The Bolivian Vice President
Garcia Linare lends expression to the Bolivian road to socialism,
"communitarian socialism" that is, and his contention
that Bolivia differs from Europe and the United States because
community structures that have resisted capitalist subjugation have
survived is echoed by David Choquehuanca the Foreign Minister who says
in an interview
that by incorporating traditional values Bolivia will find its way to
"communitarian socialism". Nevertheless, while the new Political
Constitution of the State along with a rejection of the
neo-liberal dictates
of the World Bank and the IMF have to be welcomed, there remains an
almost "utopian
socialist" naivety in Bolivia's "Movement
Towards Socialism."
As Jim
Petras, a Marxist scholar who has written extensively on Latin
American politics for half a century, argues, Evo Morales's government
still gives a very high priority to orthodox capitalist growth and that
he does so to the detriment of an alternative. There is, indeed, much to
suggest that the government (MAD-ISP) in La
Paz is adopting policies aimed at appeasing the ruling,
"white", elite rather than overthrowing them and Mr Petras would appear
to hit the nail on the head when he says, that there is an “increased size and scope of foreign owned
multinational corporate extractive capital investments." Just one of
the repercussions of this is voiced by the community teacher, William Ávalos,
from the Bolivia's southern Tarija department, who contends that,
Morales wanted Caraparí the gas capital of Tarija, to be a model city
but if you go there you won't find a model city but "just a cloud of
dust.
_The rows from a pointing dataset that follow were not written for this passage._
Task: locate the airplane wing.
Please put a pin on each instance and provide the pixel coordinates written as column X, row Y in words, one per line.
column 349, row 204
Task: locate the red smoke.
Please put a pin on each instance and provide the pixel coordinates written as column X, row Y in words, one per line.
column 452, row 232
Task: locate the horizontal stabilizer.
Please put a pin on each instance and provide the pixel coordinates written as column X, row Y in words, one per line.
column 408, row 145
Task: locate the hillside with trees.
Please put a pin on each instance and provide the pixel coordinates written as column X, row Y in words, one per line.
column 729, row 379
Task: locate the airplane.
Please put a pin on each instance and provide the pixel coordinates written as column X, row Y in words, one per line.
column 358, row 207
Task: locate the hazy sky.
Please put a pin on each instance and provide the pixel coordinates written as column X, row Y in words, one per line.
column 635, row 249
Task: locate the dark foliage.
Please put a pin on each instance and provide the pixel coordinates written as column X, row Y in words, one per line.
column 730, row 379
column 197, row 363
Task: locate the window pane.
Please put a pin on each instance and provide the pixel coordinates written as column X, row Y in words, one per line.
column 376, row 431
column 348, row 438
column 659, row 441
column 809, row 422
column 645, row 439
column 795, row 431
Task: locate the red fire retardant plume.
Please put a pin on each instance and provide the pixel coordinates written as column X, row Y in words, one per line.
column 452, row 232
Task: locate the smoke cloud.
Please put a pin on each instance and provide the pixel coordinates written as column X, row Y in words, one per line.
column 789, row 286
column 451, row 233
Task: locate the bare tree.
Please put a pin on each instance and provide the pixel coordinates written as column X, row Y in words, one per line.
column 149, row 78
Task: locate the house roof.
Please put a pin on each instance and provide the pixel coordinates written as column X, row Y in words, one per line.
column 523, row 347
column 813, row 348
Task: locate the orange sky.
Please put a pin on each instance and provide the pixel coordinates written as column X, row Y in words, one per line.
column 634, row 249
And they keep extracting gas." However, it might be added that
these ecological problems are just one consequence of a socialist
transition at the expense of socialist revolution. After all,
this is a process which Garcia Linare admits, won't be easy,
saying "it could take decades, even centuries." Of course, there are
those who might contend that the Vice President, as someone who backs
the development of an "Andean-Amazonian
capitalism" is not too upset by the fact that the "socialist transistion"
in "communitarian socialism" might take centuries. My mind almost drifts
to tthe British Labour Party's annual conference and the delegates
singing the "Red Flag".
It is that last point which brings me onto my contention that much of what is being done in Bolivia is like old wine in new bottles and one is reminded of the collapse of the Second International and the advent of a reform socialism, which like the Bolivian "revolution" was to have its successes but was to ultimately fail the planet. Therefore, while it would be wrong not to welcome the developments that we are seeing in Bolivia, we would do well to see them for what they are and when we do that, we will come quickly to the conclusion that progress towards a real socialist society cannot take "decades" or "even centuries", for there can be no compromise with a capitalism which prefers a "cloud of dust" to a model city and there most certainly cannot be any agreement with "foreign owned multinational corporate extractive capital investments." Therefore, it might be concluded that it is a sad indictment on mankind that in the year 2010 stalinism, reform socialism and communitarian socialism are the only "practical" models that most people look to as an alternative to capitalist exploitation. However while this should not lead us to reject any realignment of the real democratic forces in society, it should also not prevent us from looking for another real socialist alternative which, indeed, might be found not in a "third way" but rather in the "fourth way", namely, in revisiting the Fourth International.